The mean nebulization time was 15 minutes or less. DuoNeb ipratropium bromide and albuterol sulfate is indicated for the treatment of bronchospasm associated with COPD albuterol dual nebulizers patients requiring more than one bronchodilator.
The recommended dose of DuoNeb ipratropium bromide and albuterol sulfate is albuterol dual nebulizers 3 mL vial administered 4 times per day via nebulization with up to 2 additional 3 mL doses allowed per day, if needed. Safety and efficacy of additional doses or increased frequency of administration of DuoNeb ipratropium bromide and albuterol sulfate beyond these albuterol dual nebulizers has not been studied and the safety and efficacy of extra doses of albuterol sulfate or ipratropium bromide in addition to the recommended doses of DuoNeb ipratropium bromide and albuterol sulfate have not been studied.

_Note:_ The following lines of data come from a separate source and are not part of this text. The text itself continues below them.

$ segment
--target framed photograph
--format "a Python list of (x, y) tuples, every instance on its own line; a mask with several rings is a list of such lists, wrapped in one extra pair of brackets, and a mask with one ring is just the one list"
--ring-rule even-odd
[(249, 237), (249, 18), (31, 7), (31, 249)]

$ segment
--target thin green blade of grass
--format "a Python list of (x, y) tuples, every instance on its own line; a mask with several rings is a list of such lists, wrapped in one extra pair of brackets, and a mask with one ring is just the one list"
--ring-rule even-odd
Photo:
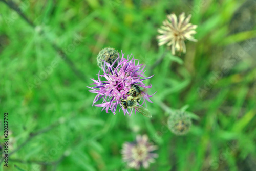
[(238, 33), (229, 36), (224, 39), (223, 41), (220, 42), (219, 45), (221, 46), (225, 46), (245, 41), (247, 39), (251, 39), (254, 37), (256, 37), (256, 30)]

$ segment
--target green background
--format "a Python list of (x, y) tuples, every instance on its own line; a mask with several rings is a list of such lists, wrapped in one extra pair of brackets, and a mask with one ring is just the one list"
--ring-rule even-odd
[[(133, 170), (120, 151), (137, 134), (158, 146), (148, 170), (256, 168), (255, 1), (14, 2), (35, 27), (0, 1), (1, 140), (8, 112), (9, 155), (24, 144), (0, 170)], [(182, 12), (198, 25), (198, 42), (174, 56), (158, 46), (157, 30), (167, 14)], [(109, 46), (155, 74), (151, 119), (92, 106), (96, 94), (87, 86), (99, 70), (97, 54)], [(193, 125), (175, 135), (168, 111), (187, 105)]]

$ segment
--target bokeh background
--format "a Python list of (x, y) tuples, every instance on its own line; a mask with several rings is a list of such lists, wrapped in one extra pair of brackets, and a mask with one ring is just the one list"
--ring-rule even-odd
[[(158, 146), (148, 170), (255, 170), (255, 1), (6, 1), (0, 129), (2, 143), (8, 112), (9, 157), (0, 170), (133, 170), (120, 151), (138, 134)], [(198, 25), (198, 42), (174, 56), (158, 46), (157, 30), (167, 14), (183, 12)], [(87, 86), (109, 46), (155, 74), (151, 119), (92, 106)], [(193, 126), (177, 136), (168, 111), (186, 105)]]

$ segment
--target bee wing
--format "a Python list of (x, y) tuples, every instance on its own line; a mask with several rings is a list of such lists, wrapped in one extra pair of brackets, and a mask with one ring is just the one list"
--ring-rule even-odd
[(148, 109), (145, 108), (144, 107), (136, 106), (134, 107), (134, 109), (137, 110), (137, 111), (141, 113), (142, 115), (145, 116), (146, 117), (151, 118), (152, 117), (152, 115), (150, 113)]

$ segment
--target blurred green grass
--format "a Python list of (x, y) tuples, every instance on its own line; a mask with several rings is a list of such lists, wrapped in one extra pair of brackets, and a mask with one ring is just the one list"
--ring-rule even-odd
[[(15, 2), (37, 27), (33, 29), (0, 2), (1, 108), (9, 113), (14, 138), (10, 152), (30, 133), (60, 119), (66, 122), (31, 139), (0, 170), (17, 170), (14, 164), (25, 170), (129, 170), (120, 152), (137, 134), (147, 134), (159, 146), (159, 157), (150, 170), (255, 168), (254, 1)], [(186, 42), (187, 52), (180, 59), (168, 52), (153, 71), (148, 92), (157, 92), (154, 103), (147, 104), (152, 118), (113, 115), (92, 107), (95, 94), (87, 86), (99, 71), (99, 51), (110, 46), (132, 53), (148, 69), (166, 48), (157, 46), (157, 28), (167, 14), (182, 12), (191, 13), (191, 23), (198, 25), (198, 42)], [(64, 50), (86, 81), (51, 42)], [(199, 116), (188, 134), (177, 136), (167, 130), (168, 113), (162, 103), (172, 109), (188, 105), (187, 110)], [(63, 154), (56, 166), (51, 163)]]

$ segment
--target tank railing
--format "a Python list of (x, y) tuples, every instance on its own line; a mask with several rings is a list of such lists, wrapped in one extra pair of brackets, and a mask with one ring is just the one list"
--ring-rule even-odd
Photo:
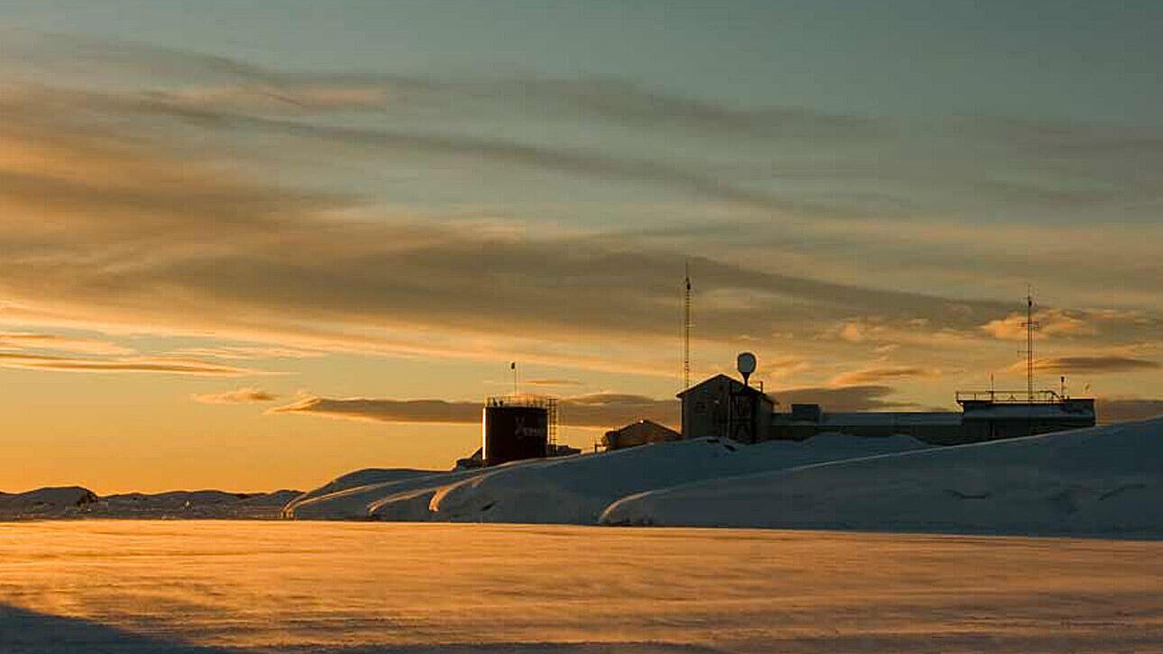
[(1057, 404), (1064, 398), (1054, 390), (958, 390), (957, 403), (993, 402), (994, 404)]
[(557, 403), (557, 398), (544, 395), (531, 395), (520, 393), (516, 395), (497, 395), (485, 400), (486, 407), (541, 407), (549, 408)]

The use of DuoNeb ipratropium bromide and albuterol sulfate can be continued as medically indicated to control recurring bouts of bronchospasm. If a previously effective regimen fails to provide the usual relief, medical advice should be sought immediately, as this is often a sign of worsening COPD, which would require reassessment of therapy.
The safety and efficacy of DuoNeb ipratropium bromide and albuterol sulfate delivered by other nebulizers and compressors have not been established. DuoNeb ipratropium bromide and albuterol sulfate should be administered via jet nebulizer connected to an air compressor with an adequate air flow, equipped with a mouthpiece or suitable face mask.
DuoNeb ipratropium bromide and albuterol sulfate is supplied as a 3-mL sterile solution for nebulization in sterile low-density polyethylene unit-dose vials. Store in pouch until time of use. Supplied in cartons as listed below.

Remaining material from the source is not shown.